In Relation to the Bucket Problem
Now addressing the problem of the bucket, the solution is to eliminate the limit of information that can be transferred. This is philosophically impossible unless we fully integrate ourselves with a Large Language Model and become one being. However, we are able to set that limit as high as possible, especially using modern day cloud technology. A moment-by-moment transcription of our thoughts not only solves the reconstruction problem by minimizing the time between occurrence and recall, but it also solves the bucket problem by maximizing the amount of information (context) shared.

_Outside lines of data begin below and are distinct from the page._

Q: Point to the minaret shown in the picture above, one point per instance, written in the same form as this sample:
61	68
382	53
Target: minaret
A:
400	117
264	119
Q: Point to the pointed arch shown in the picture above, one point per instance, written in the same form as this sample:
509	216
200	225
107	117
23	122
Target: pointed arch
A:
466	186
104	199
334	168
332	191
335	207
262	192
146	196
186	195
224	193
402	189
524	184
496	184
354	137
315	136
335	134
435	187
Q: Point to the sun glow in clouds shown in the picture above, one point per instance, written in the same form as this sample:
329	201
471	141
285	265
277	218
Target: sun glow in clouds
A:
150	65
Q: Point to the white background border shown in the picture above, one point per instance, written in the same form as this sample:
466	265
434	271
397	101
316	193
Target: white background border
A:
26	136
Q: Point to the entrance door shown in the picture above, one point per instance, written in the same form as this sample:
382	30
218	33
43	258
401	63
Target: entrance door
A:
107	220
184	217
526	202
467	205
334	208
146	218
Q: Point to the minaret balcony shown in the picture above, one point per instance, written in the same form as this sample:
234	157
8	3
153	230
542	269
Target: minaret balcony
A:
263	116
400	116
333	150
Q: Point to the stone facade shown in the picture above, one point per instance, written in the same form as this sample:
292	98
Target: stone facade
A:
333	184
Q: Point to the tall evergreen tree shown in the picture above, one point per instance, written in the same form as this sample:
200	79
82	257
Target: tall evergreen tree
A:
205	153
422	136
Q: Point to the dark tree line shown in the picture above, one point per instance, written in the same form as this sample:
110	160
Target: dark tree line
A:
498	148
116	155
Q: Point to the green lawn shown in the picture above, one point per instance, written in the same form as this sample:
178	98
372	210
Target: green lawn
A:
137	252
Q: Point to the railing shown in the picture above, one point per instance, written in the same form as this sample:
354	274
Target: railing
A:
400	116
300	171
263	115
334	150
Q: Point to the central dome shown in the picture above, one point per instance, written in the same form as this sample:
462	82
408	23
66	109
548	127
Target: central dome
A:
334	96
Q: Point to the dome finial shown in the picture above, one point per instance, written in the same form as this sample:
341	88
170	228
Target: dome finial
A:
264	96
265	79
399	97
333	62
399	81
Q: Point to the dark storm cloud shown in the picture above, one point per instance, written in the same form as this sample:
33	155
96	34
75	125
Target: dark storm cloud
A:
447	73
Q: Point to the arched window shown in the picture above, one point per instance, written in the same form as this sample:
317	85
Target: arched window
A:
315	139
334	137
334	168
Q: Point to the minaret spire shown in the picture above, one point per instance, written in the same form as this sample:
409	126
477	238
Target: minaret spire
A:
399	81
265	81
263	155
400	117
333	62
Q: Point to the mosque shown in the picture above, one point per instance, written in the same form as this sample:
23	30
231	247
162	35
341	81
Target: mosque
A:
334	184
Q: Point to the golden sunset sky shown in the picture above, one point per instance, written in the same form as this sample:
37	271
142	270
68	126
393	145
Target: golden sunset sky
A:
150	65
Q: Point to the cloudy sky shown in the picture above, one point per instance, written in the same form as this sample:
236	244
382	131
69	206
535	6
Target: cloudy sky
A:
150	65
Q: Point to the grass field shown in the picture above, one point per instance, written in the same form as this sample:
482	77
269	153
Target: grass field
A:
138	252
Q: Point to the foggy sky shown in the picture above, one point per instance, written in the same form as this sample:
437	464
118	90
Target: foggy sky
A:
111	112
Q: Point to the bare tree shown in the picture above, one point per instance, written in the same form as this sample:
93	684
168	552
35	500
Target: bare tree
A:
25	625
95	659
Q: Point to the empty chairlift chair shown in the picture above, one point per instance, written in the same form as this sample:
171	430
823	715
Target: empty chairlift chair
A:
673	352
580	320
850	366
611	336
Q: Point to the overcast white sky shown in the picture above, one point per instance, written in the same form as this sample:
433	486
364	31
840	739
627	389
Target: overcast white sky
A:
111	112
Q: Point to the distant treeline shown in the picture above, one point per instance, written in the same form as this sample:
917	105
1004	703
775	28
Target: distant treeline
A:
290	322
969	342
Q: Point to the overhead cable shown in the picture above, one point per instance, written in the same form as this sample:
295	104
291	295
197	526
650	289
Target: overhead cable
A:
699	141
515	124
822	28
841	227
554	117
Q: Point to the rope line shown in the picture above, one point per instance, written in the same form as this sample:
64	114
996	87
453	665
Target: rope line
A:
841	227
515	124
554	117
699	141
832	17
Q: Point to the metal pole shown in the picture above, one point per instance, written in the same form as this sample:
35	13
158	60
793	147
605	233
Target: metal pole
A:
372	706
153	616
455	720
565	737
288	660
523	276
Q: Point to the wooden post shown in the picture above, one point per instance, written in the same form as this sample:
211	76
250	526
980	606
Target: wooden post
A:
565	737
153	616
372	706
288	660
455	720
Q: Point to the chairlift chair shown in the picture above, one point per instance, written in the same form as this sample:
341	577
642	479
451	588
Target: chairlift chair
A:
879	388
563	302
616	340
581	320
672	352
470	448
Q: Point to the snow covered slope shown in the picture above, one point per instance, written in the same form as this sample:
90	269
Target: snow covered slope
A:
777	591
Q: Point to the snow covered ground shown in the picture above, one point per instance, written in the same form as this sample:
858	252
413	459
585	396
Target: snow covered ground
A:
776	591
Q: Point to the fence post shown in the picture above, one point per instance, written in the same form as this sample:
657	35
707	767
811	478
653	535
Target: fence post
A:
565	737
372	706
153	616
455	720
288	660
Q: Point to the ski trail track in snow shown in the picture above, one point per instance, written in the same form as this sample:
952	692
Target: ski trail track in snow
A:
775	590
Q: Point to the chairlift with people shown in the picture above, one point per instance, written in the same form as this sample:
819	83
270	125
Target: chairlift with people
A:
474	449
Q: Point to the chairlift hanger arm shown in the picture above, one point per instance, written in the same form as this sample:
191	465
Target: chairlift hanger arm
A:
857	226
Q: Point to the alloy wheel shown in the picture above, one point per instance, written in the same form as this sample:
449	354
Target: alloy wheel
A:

If we are able to incorporate hardware such as the aforementioned iPhones, Meta Glasses, etc… to record as much reality as possible, and voice-transcription technology on integrated devices such as smartwatches to record as many thoughts as possible, then we are essentially able to form a comprehensive repository for an individual. The internal thought repository and the external experience repository can go hand in hand to form an accurate portrayal of an individual’s life. This allows for improvements in all three entities I have previously mentioned: it improves an individual’s sense of self, it improves others’ sense of teammates and acquaintances, and it improves the Large Language Model’s understanding of the users. In terms of the last point, a fully comprehensive database of an individual can allow for the Large Language Model to become the singular most powerful tool in the history of humanity.
Future Framing
Technological advancements in neuroscience can allow for the thought repository aspect of my proposed solution to take a step forward. Neuralink has already opened doors for immediate brain-to-database communication. At that point, the bucket becomes an individual’s entire brain. Although the technology is not sufficient enough to fully transfer the entire mental processes of an individual onto a “thought repository”, and although there are significant hurdles regarding what the nature and form of the content transferred would be, this framing proposes a potential future jump that could integrate individuals with technology to perhaps a final form.